Charles Nwankpa

Posted on Feb 4

Introducing gdpr-safe-rag: Build GDPR-Compliant RAG Systems in Minutes

#ai #machinelearning #python #opensource

After spending 9 months building production AI systems for UK organisations—including government-funded community programs and OFQUAL-regulated education platforms—I kept encountering the same critical problem:

Most RAG (Retrieval-Augmented Generation) implementations leak Personal Identifiable Information (PII) directly into vector databases.

So I built a solution. Today, I'm open-sourcing it.

🔒 The Problem: RAG Systems and Privacy

RAG has become the go-to architecture for building AI applications that need to reference private documents, customer data, or organisational knowledge. But there's a dangerous gap in most implementations:

# What most RAG implementations do:
documents = load_documents("customer_support_tickets.txt")
vectorstore = Chroma.from_documents(documents, embeddings)

# Problem: customer_support_tickets.txt contains:
# - Email addresses
# - Phone numbers  
# - NHS numbers
# - Home addresses
# - Credit card numbers

# All of this PII is now in your vector database. 😱

This creates three major compliance risks:

Data Minimisation Violation: GDPR Article 5(1)(c) requires collecting only necessary data. Storing raw PII in vectors violates this.
No Audit Trail: GDPR Article 30 requires keeping records of processing activities. Without logging, you can't prove compliance.
Right to Erasure: GDPR Article 17 requires deleting user data on request. Can you delete embeddings? Where's the mapping?

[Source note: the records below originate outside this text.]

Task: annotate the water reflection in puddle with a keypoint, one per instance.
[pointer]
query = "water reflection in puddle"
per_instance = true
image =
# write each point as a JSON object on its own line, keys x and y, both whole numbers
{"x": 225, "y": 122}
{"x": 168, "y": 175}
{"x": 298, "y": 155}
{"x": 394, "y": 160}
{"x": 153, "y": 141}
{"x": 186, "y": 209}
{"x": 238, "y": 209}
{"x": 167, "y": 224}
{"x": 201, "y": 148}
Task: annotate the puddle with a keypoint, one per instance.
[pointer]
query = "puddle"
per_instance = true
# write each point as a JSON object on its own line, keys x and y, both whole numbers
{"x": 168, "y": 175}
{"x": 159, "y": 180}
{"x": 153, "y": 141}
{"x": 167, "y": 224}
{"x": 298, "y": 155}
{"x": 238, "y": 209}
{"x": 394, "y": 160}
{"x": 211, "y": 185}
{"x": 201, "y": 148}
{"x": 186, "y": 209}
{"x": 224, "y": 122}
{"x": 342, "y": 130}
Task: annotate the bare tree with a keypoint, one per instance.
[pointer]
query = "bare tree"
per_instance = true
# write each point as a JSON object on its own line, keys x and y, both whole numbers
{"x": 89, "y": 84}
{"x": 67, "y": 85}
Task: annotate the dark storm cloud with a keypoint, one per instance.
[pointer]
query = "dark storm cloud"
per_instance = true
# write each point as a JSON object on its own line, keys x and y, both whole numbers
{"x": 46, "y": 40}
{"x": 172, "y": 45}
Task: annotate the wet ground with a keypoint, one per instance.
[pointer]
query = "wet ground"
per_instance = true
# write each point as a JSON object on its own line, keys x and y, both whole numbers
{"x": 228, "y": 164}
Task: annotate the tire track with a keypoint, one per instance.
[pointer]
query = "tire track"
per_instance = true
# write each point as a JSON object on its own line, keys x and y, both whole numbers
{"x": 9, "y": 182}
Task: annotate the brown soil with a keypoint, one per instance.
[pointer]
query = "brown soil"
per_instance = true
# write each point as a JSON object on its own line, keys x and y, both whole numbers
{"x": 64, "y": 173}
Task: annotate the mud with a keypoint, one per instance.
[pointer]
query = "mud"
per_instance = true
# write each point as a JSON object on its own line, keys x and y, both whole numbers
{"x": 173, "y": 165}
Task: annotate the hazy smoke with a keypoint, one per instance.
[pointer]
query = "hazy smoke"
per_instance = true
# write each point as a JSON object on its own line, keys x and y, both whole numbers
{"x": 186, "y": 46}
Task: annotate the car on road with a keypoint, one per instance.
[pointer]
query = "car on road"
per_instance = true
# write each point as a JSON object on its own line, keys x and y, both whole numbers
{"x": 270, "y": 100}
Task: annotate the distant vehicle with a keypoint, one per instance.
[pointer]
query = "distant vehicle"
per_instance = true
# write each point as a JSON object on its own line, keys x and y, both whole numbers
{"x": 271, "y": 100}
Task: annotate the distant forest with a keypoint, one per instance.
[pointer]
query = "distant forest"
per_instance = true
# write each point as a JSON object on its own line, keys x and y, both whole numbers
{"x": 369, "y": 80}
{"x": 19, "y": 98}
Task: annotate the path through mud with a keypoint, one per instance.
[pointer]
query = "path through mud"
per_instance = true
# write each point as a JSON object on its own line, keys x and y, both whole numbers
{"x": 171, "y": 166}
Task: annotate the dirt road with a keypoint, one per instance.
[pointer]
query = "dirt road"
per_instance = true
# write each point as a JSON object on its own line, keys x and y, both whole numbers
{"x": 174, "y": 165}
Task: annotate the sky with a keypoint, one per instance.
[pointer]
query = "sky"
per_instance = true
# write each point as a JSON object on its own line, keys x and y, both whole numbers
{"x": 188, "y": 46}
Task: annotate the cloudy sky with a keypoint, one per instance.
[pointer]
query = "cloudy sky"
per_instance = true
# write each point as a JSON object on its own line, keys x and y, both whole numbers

For organisations in regulated sectors—healthcare, finance, education, government—this isn't theoretical. It's a legal liability.

🛠️ The Solution: gdpr-safe-rag

I built gdpr-safe-rag to solve this problem at the architectural level. It's a production-grade Python toolkit that adds three critical capabilities to any RAG system:

1. Automatic PII Detection & Redaction

2. Built-in Audit Logging

3. Compliance Validation

Here's how it works:

📦 Quick Start

Install via pip:

pip install gdpr-safe-rag

Basic usage:

from gdpr_safe_rag import PIIDetector, AuditLogger

# Initialise components
detector = PIIDetector(region="UK")
logger = AuditLogger(storage_path="./audit_logs")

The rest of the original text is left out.